Quando sair de manhã com a intenção de vagar pelas estradas, enche o bolso de pequeninas invenções baratas – como o polichinelo simples de uma corda só, os ferreiros que malham a bigorna, o cavaleiro e o cavalo de cauda em forma de apito – e pelos cabarés embaixo das árvores presta com elas homenagem às crianças pobres e desconhecidas que encontrar. Verás aumentarem desmesuradamente os seus olhos.

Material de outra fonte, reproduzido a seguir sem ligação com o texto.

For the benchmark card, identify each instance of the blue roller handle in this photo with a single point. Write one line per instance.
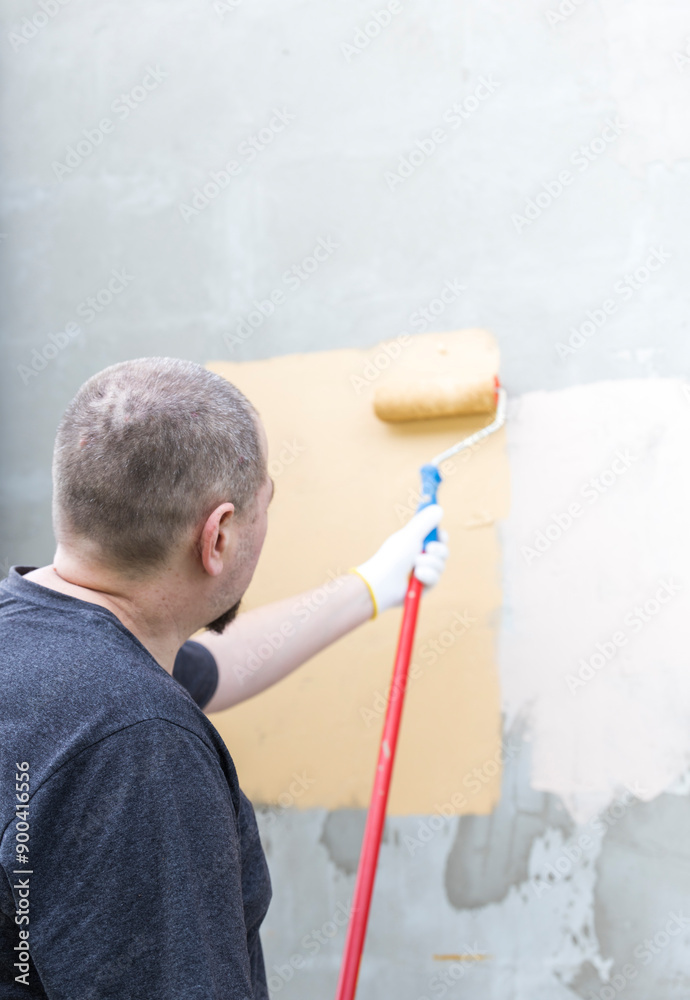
(431, 480)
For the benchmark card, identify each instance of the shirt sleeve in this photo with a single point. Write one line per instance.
(136, 888)
(196, 670)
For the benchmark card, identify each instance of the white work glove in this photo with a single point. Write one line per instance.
(387, 572)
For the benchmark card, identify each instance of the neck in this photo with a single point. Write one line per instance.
(150, 609)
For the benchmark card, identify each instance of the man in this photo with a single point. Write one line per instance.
(130, 861)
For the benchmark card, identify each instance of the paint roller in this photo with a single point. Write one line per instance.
(442, 375)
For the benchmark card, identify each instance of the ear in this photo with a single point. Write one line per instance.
(217, 538)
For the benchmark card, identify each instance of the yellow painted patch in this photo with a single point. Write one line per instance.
(344, 482)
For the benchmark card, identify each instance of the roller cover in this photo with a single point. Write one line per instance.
(440, 375)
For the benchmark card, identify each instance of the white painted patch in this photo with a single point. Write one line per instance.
(624, 721)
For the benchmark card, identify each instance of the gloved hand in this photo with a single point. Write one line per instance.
(387, 572)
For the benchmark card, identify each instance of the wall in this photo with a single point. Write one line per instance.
(551, 209)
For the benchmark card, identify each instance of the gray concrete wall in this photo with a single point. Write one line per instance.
(535, 152)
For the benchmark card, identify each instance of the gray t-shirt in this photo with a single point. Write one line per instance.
(145, 879)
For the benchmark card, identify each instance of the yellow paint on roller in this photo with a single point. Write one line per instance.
(440, 375)
(344, 482)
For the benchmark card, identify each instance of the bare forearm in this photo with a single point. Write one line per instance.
(264, 645)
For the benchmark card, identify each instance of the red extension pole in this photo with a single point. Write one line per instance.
(366, 873)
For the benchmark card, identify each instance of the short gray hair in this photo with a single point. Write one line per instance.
(144, 451)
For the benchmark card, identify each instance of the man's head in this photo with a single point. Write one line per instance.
(159, 467)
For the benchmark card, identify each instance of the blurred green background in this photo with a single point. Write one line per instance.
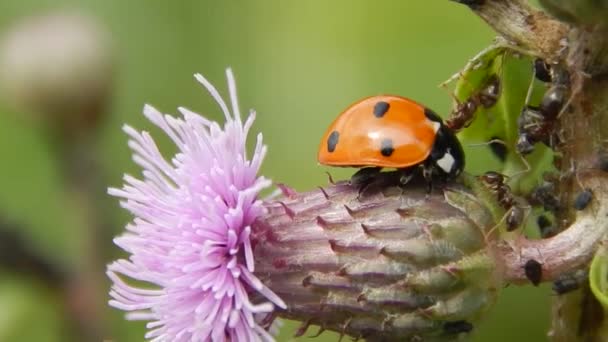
(298, 63)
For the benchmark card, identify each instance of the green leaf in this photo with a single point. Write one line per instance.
(598, 276)
(499, 122)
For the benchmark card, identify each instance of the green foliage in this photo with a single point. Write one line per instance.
(598, 276)
(499, 122)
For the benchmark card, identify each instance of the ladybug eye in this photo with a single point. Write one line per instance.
(387, 147)
(332, 141)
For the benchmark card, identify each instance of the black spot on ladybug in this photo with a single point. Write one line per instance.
(583, 199)
(387, 147)
(381, 108)
(332, 141)
(457, 327)
(534, 271)
(432, 115)
(498, 149)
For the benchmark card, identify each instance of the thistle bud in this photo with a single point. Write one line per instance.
(399, 264)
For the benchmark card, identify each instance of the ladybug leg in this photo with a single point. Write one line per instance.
(405, 175)
(427, 173)
(364, 176)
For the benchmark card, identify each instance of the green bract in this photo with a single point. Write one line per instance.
(598, 276)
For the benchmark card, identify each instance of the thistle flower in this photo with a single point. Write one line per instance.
(190, 239)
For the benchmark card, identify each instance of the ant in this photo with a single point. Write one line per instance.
(462, 116)
(495, 182)
(537, 123)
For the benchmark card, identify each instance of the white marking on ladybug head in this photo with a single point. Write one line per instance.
(436, 126)
(446, 163)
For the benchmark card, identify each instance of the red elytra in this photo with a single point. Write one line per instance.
(384, 131)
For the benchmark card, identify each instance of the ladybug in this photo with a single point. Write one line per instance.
(390, 131)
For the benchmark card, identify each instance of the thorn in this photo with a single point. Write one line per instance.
(325, 224)
(330, 178)
(344, 327)
(361, 298)
(405, 212)
(321, 330)
(286, 190)
(307, 281)
(268, 319)
(366, 229)
(324, 192)
(288, 210)
(333, 245)
(322, 222)
(451, 270)
(302, 328)
(351, 212)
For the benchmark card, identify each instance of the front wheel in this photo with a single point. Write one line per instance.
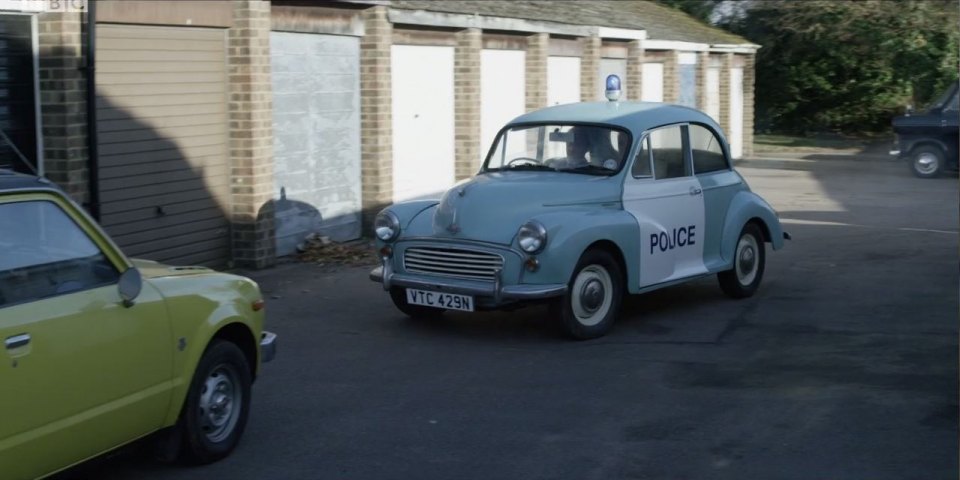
(926, 162)
(743, 279)
(217, 405)
(593, 297)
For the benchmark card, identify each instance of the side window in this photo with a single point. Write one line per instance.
(706, 150)
(666, 148)
(641, 165)
(46, 254)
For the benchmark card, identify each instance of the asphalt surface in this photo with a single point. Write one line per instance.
(843, 366)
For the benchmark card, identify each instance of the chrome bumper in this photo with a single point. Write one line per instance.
(268, 346)
(468, 287)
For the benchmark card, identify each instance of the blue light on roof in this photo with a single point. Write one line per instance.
(613, 88)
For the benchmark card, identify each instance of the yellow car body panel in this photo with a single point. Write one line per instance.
(97, 374)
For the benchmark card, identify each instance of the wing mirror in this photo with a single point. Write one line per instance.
(129, 286)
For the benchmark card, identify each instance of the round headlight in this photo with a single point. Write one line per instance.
(532, 237)
(386, 226)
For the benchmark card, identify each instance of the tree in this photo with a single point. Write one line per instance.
(847, 65)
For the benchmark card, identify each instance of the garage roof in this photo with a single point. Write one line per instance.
(660, 22)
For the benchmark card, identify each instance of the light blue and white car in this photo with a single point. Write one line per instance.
(578, 205)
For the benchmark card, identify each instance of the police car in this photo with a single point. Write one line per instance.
(578, 205)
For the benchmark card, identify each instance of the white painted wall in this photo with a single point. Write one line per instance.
(713, 93)
(563, 80)
(423, 120)
(612, 66)
(502, 90)
(652, 83)
(736, 113)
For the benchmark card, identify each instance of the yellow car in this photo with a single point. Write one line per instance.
(100, 350)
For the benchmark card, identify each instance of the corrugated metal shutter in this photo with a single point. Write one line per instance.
(162, 126)
(18, 112)
(316, 137)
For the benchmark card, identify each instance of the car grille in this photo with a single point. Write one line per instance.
(452, 262)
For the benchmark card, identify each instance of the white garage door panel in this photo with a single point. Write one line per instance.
(736, 112)
(563, 80)
(316, 143)
(162, 119)
(502, 87)
(652, 89)
(612, 66)
(423, 120)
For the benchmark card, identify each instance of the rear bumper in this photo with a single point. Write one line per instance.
(268, 346)
(495, 290)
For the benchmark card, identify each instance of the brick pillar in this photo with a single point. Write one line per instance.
(725, 92)
(671, 77)
(634, 80)
(703, 64)
(536, 75)
(63, 102)
(589, 69)
(749, 78)
(466, 83)
(376, 120)
(251, 135)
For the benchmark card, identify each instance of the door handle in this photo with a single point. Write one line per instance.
(17, 341)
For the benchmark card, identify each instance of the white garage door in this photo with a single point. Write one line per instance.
(736, 112)
(652, 89)
(563, 80)
(316, 137)
(502, 87)
(423, 120)
(162, 124)
(612, 66)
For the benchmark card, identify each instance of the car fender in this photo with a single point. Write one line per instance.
(196, 318)
(571, 232)
(744, 207)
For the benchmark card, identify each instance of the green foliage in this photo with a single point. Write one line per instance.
(847, 65)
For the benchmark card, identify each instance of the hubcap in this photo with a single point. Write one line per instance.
(747, 261)
(593, 294)
(926, 163)
(220, 403)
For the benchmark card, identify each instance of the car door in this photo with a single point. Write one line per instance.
(720, 184)
(80, 373)
(667, 200)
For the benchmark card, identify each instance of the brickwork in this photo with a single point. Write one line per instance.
(63, 102)
(671, 77)
(251, 135)
(466, 81)
(589, 69)
(634, 80)
(749, 78)
(376, 121)
(703, 64)
(725, 67)
(538, 46)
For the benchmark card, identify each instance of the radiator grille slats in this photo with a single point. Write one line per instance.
(452, 262)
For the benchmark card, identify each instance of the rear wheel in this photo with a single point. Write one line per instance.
(926, 161)
(399, 297)
(743, 279)
(593, 297)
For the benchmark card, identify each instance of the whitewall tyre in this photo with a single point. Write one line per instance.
(749, 260)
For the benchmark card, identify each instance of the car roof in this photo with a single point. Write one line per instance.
(636, 117)
(10, 180)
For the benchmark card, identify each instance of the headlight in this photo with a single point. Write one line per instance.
(532, 237)
(386, 226)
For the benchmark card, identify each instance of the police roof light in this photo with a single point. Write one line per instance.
(613, 88)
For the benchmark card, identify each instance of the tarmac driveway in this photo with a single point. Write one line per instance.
(843, 366)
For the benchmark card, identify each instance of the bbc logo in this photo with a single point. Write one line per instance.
(53, 6)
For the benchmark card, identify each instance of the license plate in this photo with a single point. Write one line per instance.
(449, 301)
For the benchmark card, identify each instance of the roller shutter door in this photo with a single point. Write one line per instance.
(162, 127)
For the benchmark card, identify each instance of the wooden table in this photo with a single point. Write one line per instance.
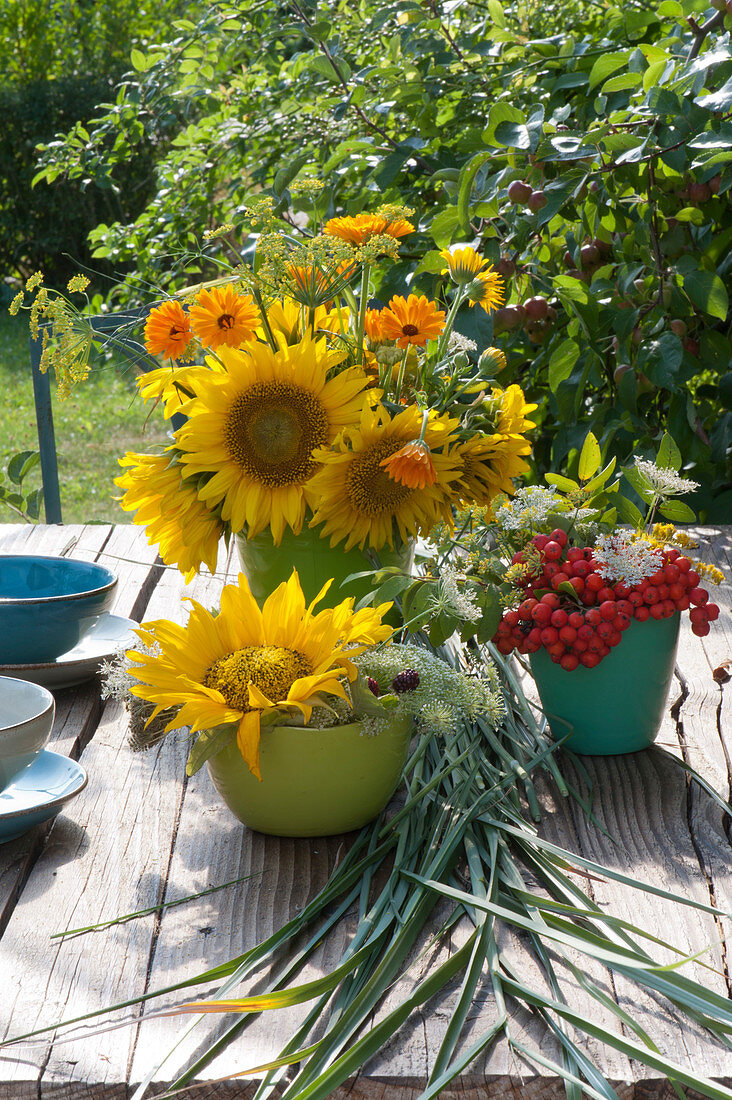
(140, 834)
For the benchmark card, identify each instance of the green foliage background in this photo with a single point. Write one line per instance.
(61, 59)
(619, 114)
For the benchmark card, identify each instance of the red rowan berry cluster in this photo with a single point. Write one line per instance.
(582, 628)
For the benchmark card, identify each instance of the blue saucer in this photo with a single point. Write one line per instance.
(39, 792)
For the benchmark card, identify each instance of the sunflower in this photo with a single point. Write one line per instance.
(462, 264)
(487, 290)
(413, 320)
(220, 317)
(186, 531)
(361, 228)
(173, 385)
(412, 465)
(354, 496)
(167, 330)
(254, 428)
(242, 663)
(490, 462)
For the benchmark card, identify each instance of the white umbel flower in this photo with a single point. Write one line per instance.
(527, 509)
(622, 557)
(664, 481)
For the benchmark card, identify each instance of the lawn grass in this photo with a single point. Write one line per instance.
(94, 427)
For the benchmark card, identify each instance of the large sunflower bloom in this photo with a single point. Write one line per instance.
(186, 531)
(255, 427)
(167, 330)
(361, 228)
(413, 320)
(487, 290)
(354, 496)
(220, 317)
(242, 663)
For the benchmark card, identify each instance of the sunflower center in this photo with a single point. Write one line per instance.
(272, 430)
(270, 668)
(368, 485)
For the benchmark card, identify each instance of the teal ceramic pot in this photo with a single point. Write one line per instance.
(619, 705)
(315, 782)
(266, 565)
(48, 604)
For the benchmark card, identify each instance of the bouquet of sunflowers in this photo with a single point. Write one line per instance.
(308, 409)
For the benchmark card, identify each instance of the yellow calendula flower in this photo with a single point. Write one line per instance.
(185, 530)
(487, 290)
(361, 228)
(167, 330)
(222, 318)
(243, 664)
(462, 264)
(253, 430)
(357, 499)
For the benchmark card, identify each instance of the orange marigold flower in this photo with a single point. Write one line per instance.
(358, 230)
(220, 316)
(167, 330)
(487, 290)
(413, 320)
(412, 465)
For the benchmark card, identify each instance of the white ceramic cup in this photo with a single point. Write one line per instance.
(26, 714)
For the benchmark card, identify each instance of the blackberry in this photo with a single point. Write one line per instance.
(405, 681)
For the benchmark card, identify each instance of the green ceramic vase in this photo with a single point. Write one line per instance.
(315, 782)
(619, 705)
(266, 565)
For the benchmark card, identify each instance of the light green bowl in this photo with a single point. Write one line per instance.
(315, 782)
(619, 705)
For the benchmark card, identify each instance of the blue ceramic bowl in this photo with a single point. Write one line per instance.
(47, 605)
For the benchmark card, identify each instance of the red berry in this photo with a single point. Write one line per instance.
(552, 551)
(542, 615)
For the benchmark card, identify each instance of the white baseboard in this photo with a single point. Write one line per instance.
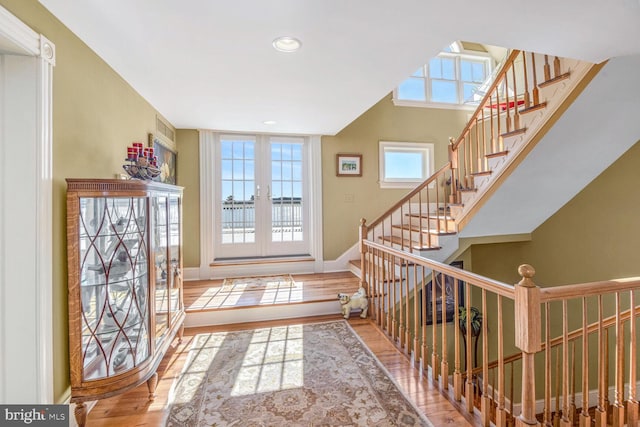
(72, 407)
(593, 400)
(190, 274)
(342, 262)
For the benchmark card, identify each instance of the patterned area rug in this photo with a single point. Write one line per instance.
(301, 375)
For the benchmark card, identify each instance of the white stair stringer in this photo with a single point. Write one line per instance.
(554, 95)
(596, 129)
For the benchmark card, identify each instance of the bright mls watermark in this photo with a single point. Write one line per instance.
(34, 415)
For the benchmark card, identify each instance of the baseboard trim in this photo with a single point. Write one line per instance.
(66, 400)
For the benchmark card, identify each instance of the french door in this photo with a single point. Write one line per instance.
(261, 204)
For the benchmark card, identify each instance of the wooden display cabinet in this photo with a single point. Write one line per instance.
(124, 248)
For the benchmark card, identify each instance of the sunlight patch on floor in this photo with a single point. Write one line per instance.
(204, 349)
(273, 361)
(276, 293)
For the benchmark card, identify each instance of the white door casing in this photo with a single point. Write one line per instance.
(26, 351)
(209, 221)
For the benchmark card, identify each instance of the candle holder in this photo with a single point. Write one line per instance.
(140, 168)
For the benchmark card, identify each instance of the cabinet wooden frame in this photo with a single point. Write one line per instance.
(150, 198)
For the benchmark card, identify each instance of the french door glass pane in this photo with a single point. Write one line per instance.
(238, 190)
(286, 187)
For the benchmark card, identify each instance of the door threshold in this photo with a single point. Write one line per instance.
(261, 260)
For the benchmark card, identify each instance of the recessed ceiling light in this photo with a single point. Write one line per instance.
(287, 44)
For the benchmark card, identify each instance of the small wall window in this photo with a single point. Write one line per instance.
(449, 80)
(405, 164)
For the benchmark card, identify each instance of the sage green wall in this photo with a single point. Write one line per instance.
(595, 236)
(96, 115)
(189, 178)
(346, 200)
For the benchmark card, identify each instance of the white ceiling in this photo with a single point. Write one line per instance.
(209, 64)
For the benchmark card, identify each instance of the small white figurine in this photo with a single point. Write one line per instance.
(356, 301)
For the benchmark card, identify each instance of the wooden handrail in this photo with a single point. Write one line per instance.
(408, 196)
(487, 97)
(558, 293)
(482, 282)
(572, 336)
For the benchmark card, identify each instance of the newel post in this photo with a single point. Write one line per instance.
(453, 161)
(528, 329)
(363, 235)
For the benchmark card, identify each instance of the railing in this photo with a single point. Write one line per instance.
(431, 209)
(411, 308)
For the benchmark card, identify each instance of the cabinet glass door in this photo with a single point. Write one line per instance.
(174, 250)
(160, 253)
(114, 285)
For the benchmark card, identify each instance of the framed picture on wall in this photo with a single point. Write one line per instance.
(348, 164)
(166, 160)
(444, 309)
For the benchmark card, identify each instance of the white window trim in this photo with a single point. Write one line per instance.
(469, 55)
(207, 140)
(428, 147)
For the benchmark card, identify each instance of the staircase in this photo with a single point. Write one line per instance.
(402, 253)
(526, 97)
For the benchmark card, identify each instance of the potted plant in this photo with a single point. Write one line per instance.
(476, 328)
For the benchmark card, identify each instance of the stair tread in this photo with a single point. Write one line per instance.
(555, 80)
(423, 230)
(533, 108)
(514, 132)
(431, 215)
(412, 244)
(482, 173)
(497, 154)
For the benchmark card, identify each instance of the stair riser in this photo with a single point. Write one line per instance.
(442, 224)
(414, 236)
(400, 248)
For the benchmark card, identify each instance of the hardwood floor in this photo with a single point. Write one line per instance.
(134, 409)
(203, 295)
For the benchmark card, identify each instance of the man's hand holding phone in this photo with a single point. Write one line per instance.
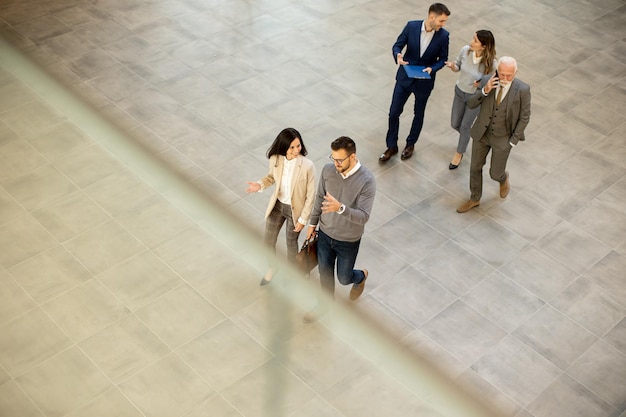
(493, 82)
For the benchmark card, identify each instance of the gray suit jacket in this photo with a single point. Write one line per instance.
(517, 111)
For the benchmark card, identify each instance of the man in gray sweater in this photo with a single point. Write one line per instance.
(343, 203)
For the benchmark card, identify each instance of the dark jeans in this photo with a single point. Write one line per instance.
(421, 90)
(345, 253)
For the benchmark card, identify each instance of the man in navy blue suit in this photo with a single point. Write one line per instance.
(426, 45)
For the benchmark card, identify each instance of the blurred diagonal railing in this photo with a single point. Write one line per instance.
(239, 245)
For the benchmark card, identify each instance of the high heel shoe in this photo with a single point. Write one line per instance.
(452, 166)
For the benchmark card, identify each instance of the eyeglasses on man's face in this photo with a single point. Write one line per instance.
(338, 161)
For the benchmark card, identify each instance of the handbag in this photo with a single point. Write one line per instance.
(306, 259)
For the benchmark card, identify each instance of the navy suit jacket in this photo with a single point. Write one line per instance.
(434, 57)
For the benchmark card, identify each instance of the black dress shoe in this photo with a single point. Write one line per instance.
(388, 154)
(407, 152)
(452, 166)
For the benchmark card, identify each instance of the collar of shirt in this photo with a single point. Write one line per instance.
(505, 89)
(352, 171)
(425, 38)
(476, 59)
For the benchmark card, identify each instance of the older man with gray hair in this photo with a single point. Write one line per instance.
(504, 114)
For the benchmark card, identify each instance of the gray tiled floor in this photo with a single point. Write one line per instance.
(106, 308)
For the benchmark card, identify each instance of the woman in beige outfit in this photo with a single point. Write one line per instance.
(292, 200)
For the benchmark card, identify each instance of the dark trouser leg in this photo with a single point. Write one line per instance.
(326, 262)
(421, 90)
(398, 100)
(346, 258)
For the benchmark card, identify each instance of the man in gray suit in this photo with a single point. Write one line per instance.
(504, 114)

Primeiro, elas não ousarão tocar em nada, não acreditarão na sua felicidade. Depois, suas mãos agarrarão com vivacidade o presente e elas fugirão como os gatos que, tendo aprendido a desconfiar do homem, vão comer longe o bocado que ganharam.
Numa estrada, por trás das grades de um enorme jardim, no fundo do qual aparecia a brancura de um lindo castelo batido pelo sol, havia uma criança terna e bela, vestida com essas roupas do campo tão cheias de coqueteria.
O luxo, a indolência e o espetáculo habitual da riqueza tornam essas crianças tão bonitas que parecem feitas de outra massa que não a dos filhos da mediocridade ou da pobreza.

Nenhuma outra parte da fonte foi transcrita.